|
Post by goolash on Nov 8, 2022 12:21:48 GMT
HI Everyone Probably this is the only place in the web where I can gat any help on my isue. So, I bought the nonfunctional a500 unit. Of course, I got no idea of what she was through. After fixing up some bad soldier job on the only electrolytic capacitor. I manage to boot her up to some extent. She boots up until the point where the music starts and then she goes off. Looking at the UART logs I have noticed two things - Probably NAND must be corrupted - She restarts herself after login prompt in console pops out: Starting THEA500...
starting pid 1020, tty '/dev/ttyS0': '/sbin/getty -L ttyS0 0 vt100 '
___ _ ___ _ _ _
| _ \___| |_ _ _ ___ / __|__ _ _ __ ___ ___ | | | |_ __| |
| / -_) _| '_/ _ \ | (_ / _` | ' \/ -_|_-< | |_| _/ _` |
|_|_\___|\__|_| \___/ \___\__,_|_|_|_\___/__/ |____\__\__,_|
RedquarkSix - THEA500 Mini
process '/sbin/getty -L ttyS0 0 vt100 ' (pid 1020) exited. Scheduling for restart.

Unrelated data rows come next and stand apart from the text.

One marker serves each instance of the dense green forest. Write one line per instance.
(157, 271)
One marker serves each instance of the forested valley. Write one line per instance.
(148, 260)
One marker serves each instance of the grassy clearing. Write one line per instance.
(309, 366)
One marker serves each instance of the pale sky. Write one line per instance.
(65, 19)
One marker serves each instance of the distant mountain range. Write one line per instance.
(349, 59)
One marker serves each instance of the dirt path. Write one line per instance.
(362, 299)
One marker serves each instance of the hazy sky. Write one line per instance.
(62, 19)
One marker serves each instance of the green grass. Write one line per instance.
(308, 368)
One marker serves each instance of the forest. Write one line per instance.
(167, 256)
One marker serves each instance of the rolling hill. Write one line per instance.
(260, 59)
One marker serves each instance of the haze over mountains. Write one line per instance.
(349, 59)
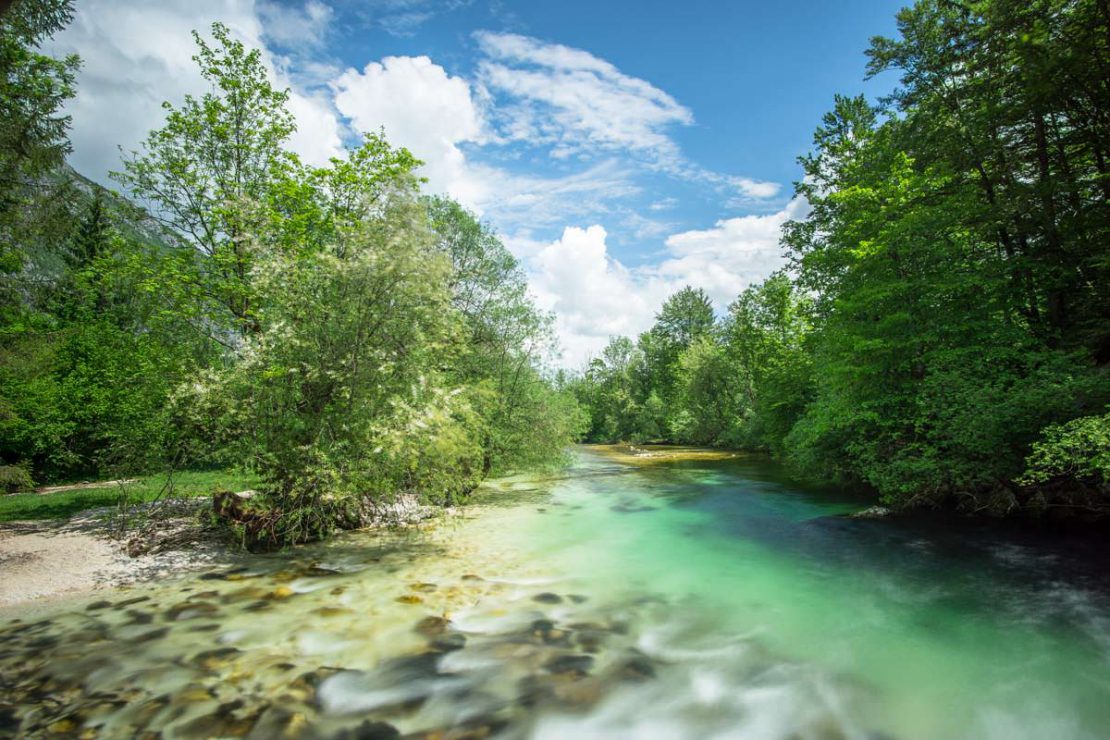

starting pid 1032, tty '/dev/ttyS0': '/sbin/getty -L ttyS0 0 vt100 '
___ _ ___ _ _ _
| _ \___| |_ _ _ ___ / __|__ _ _ __ ___ ___ | | | |_ __| |
| / -_) _| '_/ _ \ | (_ / _` | ' \/ -_|_-< | |_| _/ _` |
|_|_\___|\__|_| \___/ \___\__,_|_|_|_\___/__/ |____\__\__,_|
RedquarkSix - THEA500 Mini
redquarksix login: [ 12.019565] sunxi_dramfreq_irq_enable_control: the key master doesn't exit
[ 12.027536] sunxi_dramfreq_irq_mask_control: the key master doesn't exit[ 12.035880] [NAND]shutdown_flush_write_cache
[ 12.041285] [NAND][NAND]shutdown end
[ 12.150701] Restarting system.
So my question is. Is there anyway to reflash the FW over the UART console ? I'm OK with desolder the NAND and reprogram it over the external programmer, however I want to avoid that due to proximity of the processor. I'm also attaching the whole bootlog here putty.log (12.36 KB)
|
|
|
Post by spannernick on Nov 8, 2022 13:56:21 GMT
To me it looks like it has a problem reading the bod file thats part of the carousel, it only does that if someone had tried to change it. This might help you, look for THEA500 Mini part in the post `On THEA500 - How to Copy Nandb to THEA500 and restore THEA500.` - thec64community.online/thread/76/2022-thec64-mini-maxi-bacup
|
|
|
Post by jj0 on Nov 8, 2022 14:40:37 GMT
There's a lot of background info here, and also RGL have described how to boot into a shell here. At first glance I suspect that something happened to the SoC backup key that is checked by the manhattan binary and if it is incorrect it reboots. oleavr has a solution for that, but it's not on this forum I think?
|
|
|
Post by goolash on Nov 8, 2022 15:45:02 GMT
thak you for the response. I'm actually having this bizzare error thats keeps me away from mounting the nand.ko and usb drive. / # [ 2.280013] HDMI cable is connected
[ 2.540961] scsi 0:0:0:0: Direct-Access USB Flash Memory PMAP PQ: 0 ANSI: 0 CCS
[ 2.551941] sd 0:0:0:0: [sda] 7839744 512-byte logical blocks: (4.01 GB/3.73 GiB)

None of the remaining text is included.